Prosecutors say Kumar contacted the lady final December below the pretense that he was a Drug Enforcement Administration agent investigating a case during which narcotics traffickers had opened almost two dozen financial institution accounts in her identify.
The lady was advised that she was accountable for the $2 million in these accounts being utilized in unlawful drug transactions.
The lady was advised that to cease the identification theft, she must switch all her belongings to the U.S. Treasury and that she would then be issued a brand new Social Safety quantity and have the belongings returned to her, in accordance with prosecutors.

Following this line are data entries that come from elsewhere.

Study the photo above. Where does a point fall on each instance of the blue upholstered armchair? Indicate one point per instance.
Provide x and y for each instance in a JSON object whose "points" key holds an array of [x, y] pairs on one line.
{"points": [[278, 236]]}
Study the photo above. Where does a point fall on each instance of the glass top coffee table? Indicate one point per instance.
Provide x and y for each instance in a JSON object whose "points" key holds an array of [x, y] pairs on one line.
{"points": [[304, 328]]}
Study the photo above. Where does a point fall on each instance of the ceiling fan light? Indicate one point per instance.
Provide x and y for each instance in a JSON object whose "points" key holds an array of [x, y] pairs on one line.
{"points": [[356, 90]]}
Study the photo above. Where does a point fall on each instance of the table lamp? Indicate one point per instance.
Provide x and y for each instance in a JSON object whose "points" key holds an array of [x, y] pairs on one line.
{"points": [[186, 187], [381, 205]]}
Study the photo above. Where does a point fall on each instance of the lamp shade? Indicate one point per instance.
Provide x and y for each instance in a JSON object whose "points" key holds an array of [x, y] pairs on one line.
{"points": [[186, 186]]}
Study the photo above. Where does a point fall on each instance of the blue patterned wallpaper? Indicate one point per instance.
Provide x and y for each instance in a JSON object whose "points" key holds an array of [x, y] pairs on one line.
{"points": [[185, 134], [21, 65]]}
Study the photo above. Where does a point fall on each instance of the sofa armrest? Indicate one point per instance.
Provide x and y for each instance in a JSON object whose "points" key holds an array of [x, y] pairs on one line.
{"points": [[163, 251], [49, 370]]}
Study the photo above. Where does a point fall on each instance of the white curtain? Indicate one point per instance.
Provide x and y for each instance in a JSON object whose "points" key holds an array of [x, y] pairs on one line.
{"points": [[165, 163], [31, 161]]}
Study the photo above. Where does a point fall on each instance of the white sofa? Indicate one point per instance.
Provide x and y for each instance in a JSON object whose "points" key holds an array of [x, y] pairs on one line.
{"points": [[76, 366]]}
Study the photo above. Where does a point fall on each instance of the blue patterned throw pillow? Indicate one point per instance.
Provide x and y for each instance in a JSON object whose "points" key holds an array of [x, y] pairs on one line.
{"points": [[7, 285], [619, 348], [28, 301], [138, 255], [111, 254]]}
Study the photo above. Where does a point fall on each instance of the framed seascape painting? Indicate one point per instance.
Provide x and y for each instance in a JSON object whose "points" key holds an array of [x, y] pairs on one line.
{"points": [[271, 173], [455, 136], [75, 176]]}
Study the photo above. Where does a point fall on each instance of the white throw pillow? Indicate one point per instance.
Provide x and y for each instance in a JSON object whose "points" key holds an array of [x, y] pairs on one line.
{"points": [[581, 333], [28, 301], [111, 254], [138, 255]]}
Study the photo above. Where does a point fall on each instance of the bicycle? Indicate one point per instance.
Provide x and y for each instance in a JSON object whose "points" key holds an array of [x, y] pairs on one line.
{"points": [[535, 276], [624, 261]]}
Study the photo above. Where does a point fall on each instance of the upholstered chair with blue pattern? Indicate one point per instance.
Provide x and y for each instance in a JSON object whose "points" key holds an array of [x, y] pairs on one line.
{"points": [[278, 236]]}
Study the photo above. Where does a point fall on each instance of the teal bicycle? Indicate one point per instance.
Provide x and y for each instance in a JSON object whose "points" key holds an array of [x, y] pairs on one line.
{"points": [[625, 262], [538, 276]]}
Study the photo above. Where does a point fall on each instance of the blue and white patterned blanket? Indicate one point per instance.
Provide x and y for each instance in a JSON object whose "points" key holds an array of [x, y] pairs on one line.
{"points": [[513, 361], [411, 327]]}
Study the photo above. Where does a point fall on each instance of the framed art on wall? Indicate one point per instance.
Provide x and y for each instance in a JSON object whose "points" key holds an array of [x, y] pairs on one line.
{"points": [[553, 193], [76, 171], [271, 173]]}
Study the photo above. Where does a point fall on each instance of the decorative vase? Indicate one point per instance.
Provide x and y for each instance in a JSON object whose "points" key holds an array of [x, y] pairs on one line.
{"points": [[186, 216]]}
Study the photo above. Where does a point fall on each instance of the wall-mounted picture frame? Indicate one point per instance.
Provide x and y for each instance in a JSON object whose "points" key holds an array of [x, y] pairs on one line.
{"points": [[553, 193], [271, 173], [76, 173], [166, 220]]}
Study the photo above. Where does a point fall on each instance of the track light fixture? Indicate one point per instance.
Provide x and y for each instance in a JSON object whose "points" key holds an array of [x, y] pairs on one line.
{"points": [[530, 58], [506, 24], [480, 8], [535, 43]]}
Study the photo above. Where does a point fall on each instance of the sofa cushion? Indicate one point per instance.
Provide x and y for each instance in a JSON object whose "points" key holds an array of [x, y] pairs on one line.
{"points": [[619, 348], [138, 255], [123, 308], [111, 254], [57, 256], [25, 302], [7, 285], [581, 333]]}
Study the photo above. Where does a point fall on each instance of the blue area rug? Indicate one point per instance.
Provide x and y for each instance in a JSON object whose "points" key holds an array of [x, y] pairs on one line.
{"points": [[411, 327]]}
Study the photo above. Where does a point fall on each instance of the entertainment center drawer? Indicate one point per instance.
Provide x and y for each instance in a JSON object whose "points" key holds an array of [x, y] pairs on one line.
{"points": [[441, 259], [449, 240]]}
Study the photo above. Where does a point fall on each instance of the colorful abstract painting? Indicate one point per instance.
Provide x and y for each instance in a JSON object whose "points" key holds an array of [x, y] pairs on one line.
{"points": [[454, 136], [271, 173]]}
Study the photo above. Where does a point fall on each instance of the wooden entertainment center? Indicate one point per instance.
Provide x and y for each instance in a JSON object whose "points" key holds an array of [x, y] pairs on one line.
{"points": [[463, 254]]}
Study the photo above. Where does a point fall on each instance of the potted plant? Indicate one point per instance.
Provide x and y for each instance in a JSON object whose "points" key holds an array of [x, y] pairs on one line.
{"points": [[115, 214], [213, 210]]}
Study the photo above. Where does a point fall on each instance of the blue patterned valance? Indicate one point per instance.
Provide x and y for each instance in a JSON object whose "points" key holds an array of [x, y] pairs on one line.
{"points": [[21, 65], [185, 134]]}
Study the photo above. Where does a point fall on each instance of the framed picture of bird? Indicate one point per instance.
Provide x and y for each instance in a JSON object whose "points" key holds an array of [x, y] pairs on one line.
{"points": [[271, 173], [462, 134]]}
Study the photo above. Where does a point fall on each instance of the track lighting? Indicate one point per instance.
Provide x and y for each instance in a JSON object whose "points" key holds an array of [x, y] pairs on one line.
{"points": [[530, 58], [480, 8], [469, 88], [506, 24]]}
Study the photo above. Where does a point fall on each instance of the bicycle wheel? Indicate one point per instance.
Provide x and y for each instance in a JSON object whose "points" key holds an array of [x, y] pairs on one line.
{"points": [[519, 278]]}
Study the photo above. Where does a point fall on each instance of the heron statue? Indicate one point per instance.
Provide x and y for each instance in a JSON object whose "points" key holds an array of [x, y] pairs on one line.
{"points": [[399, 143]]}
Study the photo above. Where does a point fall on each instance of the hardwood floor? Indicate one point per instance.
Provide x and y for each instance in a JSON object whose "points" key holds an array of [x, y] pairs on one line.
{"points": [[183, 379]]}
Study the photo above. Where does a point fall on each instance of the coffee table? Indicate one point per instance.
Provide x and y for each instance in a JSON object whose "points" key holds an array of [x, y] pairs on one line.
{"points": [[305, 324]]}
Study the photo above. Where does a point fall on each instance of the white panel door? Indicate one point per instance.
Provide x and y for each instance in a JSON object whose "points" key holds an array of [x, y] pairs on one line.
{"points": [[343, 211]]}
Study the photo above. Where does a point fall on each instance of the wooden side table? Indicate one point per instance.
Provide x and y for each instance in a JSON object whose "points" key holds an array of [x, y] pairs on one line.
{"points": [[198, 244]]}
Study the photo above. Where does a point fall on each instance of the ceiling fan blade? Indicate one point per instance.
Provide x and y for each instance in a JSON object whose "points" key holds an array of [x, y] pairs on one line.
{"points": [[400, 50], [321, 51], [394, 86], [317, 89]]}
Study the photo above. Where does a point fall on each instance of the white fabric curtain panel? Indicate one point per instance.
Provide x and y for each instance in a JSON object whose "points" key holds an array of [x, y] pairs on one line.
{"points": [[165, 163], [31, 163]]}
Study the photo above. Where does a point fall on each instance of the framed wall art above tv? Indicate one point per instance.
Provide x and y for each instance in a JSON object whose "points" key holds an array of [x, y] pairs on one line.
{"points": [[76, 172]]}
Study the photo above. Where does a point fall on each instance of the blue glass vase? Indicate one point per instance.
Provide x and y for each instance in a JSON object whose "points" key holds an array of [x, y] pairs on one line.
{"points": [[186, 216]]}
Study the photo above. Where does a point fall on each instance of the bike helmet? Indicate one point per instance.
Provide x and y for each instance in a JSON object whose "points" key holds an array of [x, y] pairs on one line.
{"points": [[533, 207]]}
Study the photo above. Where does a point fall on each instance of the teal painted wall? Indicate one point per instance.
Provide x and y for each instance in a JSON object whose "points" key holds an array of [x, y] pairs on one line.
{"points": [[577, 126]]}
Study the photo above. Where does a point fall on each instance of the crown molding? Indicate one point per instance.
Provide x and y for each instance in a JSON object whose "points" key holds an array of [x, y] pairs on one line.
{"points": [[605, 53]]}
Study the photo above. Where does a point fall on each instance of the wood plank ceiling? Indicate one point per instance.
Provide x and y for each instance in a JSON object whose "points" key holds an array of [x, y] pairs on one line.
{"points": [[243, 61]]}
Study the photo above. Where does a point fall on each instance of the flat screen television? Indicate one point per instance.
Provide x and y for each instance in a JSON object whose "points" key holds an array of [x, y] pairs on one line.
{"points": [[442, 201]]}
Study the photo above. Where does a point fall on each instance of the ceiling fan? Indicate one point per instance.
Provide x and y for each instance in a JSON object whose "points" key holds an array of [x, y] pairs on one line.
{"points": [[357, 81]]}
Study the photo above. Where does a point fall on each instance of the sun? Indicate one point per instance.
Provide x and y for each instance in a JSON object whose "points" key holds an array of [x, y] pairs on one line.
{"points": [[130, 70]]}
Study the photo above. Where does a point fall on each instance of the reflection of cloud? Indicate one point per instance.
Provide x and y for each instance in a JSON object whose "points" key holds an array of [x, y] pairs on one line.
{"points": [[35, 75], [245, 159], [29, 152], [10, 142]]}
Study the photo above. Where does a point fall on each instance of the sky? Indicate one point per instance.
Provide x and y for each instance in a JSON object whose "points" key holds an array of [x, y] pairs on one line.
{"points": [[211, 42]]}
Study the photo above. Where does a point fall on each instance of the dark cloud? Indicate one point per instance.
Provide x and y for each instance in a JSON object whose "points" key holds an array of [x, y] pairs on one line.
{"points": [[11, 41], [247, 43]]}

However the alleged DEA brokers proposed a cool approach of transferring these belongings: the lady was to buy gold bars and hand the bars off to plenty of couriers over a month.
The lady, scared of the risk that the FBI would arrest her, prosecutors say, adopted the directions and liquidated tons of of hundreds of {dollars} from her retirement financial savings to purchase gold bars after which handed the bars over to the bagmen.
The lady’s household realized of the scheme and reported it. Prosecutors say Kumar was caught when an actual FBI agent went undercover to ship the newest spherical of gold bars.
“These scams thrive in secrecy,” DA Ryan stated. “Fortunately, in this case, the victim and her family were able to enlist the help of law enforcement within a fairly short period of time which put a stop to this exploitation but not before the victim suffered a staggering loss of nearly half a million dollars.”